From: Chris Thomasson on

"Pops" <dude(a)nospamnospamnospam.com> wrote in message
news:%23tndYNsJIHA.4712(a)TK2MSFTNGP04.phx.gbl...
> Ben (C++ MVP) recommended using the Interlocked Singly Linked Lists API:
>
> http://msdn2.microsoft.com/en-us/library/ms686962.aspx
>
> as a more efficient synchronization method for a recent thread discussion
> in regards to a FIFO queue design.
>
> If Ben is reading or if anyone else is familiar with this API, I have a
> few questions:
>
> First, based on what I see, this is for LIFO designs (i.e., stacks)? Not
> FIFO. Am I missing something? I only see Push/Pop functions, no
> head/tail functions.
>
> Seconds, can you tell how it works with IPC, can it work for IPC?

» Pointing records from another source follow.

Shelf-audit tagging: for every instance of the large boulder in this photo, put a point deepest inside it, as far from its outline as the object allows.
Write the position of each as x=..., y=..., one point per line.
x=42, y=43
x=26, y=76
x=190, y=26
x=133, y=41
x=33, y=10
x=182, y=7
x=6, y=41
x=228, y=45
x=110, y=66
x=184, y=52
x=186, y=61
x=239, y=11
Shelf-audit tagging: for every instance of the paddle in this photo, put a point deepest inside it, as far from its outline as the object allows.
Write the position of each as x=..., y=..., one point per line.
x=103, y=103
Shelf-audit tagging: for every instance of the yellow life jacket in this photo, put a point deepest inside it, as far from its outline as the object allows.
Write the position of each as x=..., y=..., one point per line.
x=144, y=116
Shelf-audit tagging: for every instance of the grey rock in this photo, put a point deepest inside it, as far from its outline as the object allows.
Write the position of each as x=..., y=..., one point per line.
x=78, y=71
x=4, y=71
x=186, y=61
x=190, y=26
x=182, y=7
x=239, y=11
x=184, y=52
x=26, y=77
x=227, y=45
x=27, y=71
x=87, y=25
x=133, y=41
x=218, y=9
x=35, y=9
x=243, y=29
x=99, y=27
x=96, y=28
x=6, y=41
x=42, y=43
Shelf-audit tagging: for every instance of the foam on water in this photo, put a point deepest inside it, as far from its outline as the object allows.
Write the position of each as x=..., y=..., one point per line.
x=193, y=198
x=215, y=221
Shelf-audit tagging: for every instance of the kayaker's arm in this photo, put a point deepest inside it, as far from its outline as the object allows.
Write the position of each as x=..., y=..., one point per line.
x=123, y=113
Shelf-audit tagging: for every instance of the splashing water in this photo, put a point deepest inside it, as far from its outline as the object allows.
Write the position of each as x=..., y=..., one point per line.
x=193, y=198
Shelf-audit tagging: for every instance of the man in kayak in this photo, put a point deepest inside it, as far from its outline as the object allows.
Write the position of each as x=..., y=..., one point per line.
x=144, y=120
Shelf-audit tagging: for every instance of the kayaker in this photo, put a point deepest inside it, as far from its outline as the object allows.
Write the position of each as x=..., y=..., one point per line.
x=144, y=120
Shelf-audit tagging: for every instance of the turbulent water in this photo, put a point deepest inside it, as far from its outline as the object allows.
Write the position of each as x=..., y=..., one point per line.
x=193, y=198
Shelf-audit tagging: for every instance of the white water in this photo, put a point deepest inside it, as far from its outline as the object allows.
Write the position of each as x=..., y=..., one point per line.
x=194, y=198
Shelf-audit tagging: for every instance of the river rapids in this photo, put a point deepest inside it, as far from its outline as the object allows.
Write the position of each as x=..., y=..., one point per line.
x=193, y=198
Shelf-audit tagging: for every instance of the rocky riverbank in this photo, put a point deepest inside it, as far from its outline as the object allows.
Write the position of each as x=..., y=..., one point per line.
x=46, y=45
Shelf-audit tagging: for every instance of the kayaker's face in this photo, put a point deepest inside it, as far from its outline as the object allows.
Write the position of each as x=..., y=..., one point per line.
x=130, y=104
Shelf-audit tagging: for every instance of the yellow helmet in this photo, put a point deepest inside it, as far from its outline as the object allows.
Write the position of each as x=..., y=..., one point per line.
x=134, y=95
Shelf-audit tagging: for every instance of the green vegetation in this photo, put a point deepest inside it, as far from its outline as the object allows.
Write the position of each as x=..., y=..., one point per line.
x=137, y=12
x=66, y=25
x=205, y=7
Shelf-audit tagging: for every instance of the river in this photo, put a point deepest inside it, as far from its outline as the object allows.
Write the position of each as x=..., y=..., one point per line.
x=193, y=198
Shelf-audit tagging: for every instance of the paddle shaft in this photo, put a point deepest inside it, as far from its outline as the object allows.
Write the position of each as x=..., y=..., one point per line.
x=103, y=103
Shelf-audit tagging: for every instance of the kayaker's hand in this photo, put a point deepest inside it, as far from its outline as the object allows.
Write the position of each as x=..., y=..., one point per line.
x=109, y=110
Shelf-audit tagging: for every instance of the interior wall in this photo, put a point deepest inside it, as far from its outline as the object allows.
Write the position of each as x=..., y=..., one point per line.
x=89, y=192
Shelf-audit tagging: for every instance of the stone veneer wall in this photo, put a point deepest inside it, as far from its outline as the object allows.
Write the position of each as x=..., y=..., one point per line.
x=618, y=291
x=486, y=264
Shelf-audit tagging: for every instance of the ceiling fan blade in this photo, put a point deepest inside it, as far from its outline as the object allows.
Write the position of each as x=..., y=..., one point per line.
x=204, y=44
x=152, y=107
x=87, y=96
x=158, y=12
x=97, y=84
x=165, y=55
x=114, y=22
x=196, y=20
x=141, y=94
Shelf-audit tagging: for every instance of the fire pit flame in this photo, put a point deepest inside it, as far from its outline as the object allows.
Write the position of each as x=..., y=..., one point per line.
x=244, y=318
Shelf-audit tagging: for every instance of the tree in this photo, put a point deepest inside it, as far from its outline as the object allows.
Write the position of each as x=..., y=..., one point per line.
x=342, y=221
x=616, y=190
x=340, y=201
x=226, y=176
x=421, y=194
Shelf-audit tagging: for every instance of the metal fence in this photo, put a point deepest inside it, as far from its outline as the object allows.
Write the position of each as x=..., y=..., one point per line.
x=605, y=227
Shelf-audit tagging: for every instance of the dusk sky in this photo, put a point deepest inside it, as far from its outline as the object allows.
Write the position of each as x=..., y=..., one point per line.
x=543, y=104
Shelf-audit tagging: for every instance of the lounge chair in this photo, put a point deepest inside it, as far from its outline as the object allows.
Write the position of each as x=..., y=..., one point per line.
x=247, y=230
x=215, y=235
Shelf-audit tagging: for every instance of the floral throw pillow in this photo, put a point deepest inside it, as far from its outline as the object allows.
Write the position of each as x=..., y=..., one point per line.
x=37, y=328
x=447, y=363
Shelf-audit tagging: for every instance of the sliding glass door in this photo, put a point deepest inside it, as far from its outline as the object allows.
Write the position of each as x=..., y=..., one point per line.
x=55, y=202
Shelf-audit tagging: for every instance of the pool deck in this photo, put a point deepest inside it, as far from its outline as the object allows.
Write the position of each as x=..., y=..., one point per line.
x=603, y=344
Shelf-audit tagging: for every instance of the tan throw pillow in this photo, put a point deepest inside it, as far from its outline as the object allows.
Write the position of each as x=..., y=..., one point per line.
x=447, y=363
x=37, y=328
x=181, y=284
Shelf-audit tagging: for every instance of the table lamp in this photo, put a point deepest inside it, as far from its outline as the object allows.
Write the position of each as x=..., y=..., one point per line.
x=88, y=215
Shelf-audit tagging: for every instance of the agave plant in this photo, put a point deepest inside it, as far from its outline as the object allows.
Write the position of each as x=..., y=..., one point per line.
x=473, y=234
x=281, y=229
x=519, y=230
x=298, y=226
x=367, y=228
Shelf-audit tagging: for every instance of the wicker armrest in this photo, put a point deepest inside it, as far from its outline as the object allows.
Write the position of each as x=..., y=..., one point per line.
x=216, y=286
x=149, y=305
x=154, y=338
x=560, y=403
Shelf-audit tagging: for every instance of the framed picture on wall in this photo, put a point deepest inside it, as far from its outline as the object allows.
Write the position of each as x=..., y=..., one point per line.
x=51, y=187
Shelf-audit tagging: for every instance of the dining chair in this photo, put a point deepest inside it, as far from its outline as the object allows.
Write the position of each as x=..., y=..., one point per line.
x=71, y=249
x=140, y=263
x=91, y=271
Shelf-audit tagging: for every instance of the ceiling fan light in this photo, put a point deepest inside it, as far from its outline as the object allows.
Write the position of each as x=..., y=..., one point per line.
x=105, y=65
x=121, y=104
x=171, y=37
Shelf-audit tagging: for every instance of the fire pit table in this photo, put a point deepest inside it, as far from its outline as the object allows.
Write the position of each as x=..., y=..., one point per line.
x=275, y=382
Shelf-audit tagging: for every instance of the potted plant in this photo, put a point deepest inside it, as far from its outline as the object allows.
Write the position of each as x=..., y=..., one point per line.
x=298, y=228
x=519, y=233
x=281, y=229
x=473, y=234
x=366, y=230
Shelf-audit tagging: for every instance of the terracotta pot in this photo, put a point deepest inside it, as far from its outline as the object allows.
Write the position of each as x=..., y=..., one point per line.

FWIW, if you want to create a blocking lock-less queue (e.g., consumer waits
while queue is empty), well here is an algorithm I invented a while back:

http://groups.google.de/group/comp.programming.threads/msg/632b6bdc2a137459


__________________________________________________

< pseudo-code >


typedef struct node_
{
struct node_ *next;
const void *state;



} node_t;


typedef struct stack_anchor_
{
node_t *front;
unsigned __int32 state;


} volatile stack_anchor_t;


typedef struct stack_
{
stack_anchor_t anchor;
HANDLE waitset;


} stack_t;


/* returns non-zero and updates comprand on failure */
extern int dwcas( volatile void *dest, void *cmp, const void *xchg );

void push( stack_t *_this, node_t *node )
{
stack_anchor_t xchg, cmp;


xchg.front = node;
cmp = _this->anchor;


do
{
node->next = cmp.front;


if ( cmp.state & 0x0000FFFF )
{
xchg.state = cmp.state - 1; /* waiters */
}


else { xchg.state = cmp.state; }


} while ( dwcas( &_this->anchor, &cmp, &xchg ) );


if ( cmp.state & 0x0000FFFF )
{
/* wake one */
if ( ! ReleaseSemaphore
( _this->waitset,
1,
0 ) )
{
assert( 0 ); abort();
}
}



}


node_t* pop( stack_t *_this )
{
stack_anchor_t xchg, cmp = _this->anchor;

for ( ;; )
{
if ( cmp.front ) /* condition predicate */
{
xchg.front = cmp.front->next; /* hazard */
xchg.state = cmp.state + 0x10000; /* aba */
}


else /* stack is empty */
{
xchg.front = cmp.front;
xchg.state = cmp.state + 1; /* waiters */
}


if ( ! dwcas( &_this->anchor, &cmp, &xchg ) )
{
if ( cmp.front ) { break; }


if ( WaitForSingleObject
( _this->waitset,
INFINITE ) != WAIT_OBJECT_0 )
{
assert( 0 ); abort();
}


cmp = _this->anchor;
}
}


return cmp.front;



}

___________________________________________________________